Track router behaviour with these signals:

  • Target distribution — count of selections per (strategy, provider, model) tuple. Confirms weighted policies match intent.
  • Strategy decision latency — p99 of the router-decision span. Should be sub-millisecond; a spike means health-check or condition-eval is degraded.
  • Per-target healthy ratio — fraction of targets passing circuit-breaker checks at decision time.
  • Conditional-rule match rate — how often each named conditional route fires; helps detect dead rules.
  • agentcc.routing.strategy OTel attribute — joins per-trace cost and latency back to the routing decision that produced them.

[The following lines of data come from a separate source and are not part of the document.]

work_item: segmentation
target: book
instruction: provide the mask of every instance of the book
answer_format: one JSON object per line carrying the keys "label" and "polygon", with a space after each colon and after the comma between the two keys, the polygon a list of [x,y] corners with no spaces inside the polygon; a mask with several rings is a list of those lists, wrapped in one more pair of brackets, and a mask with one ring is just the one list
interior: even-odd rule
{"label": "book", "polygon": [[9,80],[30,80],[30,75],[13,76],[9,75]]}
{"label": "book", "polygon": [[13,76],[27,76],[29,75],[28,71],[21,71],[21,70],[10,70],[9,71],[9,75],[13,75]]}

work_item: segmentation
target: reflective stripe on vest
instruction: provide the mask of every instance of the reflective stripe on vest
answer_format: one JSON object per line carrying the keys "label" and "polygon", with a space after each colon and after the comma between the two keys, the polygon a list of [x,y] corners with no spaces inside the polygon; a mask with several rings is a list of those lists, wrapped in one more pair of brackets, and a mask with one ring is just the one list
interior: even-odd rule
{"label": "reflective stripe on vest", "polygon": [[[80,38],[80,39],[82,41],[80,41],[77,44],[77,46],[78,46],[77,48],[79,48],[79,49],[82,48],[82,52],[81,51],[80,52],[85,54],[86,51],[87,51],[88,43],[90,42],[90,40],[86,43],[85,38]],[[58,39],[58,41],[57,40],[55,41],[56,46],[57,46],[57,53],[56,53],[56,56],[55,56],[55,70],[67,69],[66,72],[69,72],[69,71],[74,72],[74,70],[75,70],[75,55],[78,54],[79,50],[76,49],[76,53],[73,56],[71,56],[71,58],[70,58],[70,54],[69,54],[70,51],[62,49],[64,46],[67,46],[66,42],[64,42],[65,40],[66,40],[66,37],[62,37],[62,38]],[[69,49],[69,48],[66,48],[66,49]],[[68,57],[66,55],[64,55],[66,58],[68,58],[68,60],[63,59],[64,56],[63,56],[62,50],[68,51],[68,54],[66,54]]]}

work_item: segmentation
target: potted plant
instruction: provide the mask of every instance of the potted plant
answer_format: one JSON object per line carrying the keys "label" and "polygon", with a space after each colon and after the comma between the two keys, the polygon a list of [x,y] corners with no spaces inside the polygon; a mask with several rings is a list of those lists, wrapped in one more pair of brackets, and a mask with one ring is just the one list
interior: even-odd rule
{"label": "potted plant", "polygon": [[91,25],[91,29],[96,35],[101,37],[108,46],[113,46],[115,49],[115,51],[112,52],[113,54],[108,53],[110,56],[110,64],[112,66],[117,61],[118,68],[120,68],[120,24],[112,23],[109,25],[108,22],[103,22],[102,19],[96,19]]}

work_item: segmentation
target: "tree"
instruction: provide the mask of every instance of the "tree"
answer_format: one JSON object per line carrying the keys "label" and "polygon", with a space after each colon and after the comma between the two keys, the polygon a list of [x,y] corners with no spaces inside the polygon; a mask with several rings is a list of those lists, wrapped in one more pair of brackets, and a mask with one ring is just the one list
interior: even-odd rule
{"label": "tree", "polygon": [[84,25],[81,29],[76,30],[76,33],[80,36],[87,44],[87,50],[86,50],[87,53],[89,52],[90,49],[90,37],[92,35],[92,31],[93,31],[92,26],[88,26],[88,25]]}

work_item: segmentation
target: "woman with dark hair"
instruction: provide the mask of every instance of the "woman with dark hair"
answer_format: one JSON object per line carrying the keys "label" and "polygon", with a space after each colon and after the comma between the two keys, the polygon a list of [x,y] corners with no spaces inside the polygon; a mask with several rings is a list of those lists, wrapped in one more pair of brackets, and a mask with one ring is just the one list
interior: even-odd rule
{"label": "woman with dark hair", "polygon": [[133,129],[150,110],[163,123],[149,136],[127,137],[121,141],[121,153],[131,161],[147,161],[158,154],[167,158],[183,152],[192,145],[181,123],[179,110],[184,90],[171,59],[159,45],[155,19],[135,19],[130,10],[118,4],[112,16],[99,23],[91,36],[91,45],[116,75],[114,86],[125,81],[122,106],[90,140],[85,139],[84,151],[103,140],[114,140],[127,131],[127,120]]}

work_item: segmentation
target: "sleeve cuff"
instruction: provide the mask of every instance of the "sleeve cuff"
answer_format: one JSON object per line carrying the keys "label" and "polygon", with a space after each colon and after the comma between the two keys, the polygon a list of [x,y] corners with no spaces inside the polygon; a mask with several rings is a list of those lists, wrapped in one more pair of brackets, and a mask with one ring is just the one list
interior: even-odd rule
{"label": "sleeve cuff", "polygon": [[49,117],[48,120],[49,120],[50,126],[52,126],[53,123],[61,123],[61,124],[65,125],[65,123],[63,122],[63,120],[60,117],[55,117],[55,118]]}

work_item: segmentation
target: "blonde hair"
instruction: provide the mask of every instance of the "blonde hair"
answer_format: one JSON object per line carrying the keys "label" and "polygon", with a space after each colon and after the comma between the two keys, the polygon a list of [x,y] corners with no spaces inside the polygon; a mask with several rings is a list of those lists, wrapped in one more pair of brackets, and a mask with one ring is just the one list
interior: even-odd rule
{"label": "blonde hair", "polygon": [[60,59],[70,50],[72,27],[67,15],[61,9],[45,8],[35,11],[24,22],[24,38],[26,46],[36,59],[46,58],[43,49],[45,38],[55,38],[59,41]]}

When the routing-decision span shows the wrong strategy or target for a request, the operator updates the policy via the Agent Command Center routing-policies API on the FutureAGI control plane.

Common mistakes

  • Conflating the router with the gateway. The router only picks a target; caching, retry, and fallback live elsewhere.
  • Using least-latency without a warmup window — a freshly-deployed provider with zero traffic always looks “fastest”.
  • Writing conditional rules with overlapping priorities. First match wins, so order matters.
  • Hard-coding routing in app code via if/else on model — every change becomes a deploy. Move the logic into a routing policy.
  • Mixing routing weights with model fallbacks and expecting both to balance traffic. Weighted routing distributes load; fallback only fires on errors.

Frequently Asked Questions

What is an LLM router?

An LLM router is the component inside a gateway that picks the provider and model for each request based on a strategy like round-robin, weighted, least-latency, cost-optimized, or conditional rules.

Is an LLM router the same as an LLM gateway?

No. The router is one component of the gateway. The gateway also handles caching, guardrails, retries, fallback, and observability around the routing decision.

How does FutureAGI's LLM router work?

Agent Command Center exposes a routing-policies resource that supports round-robin, weighted, least-latency, cost-optimized, and conditional strategies with eq/ne/in/regex/gt/lt comparators on request attributes.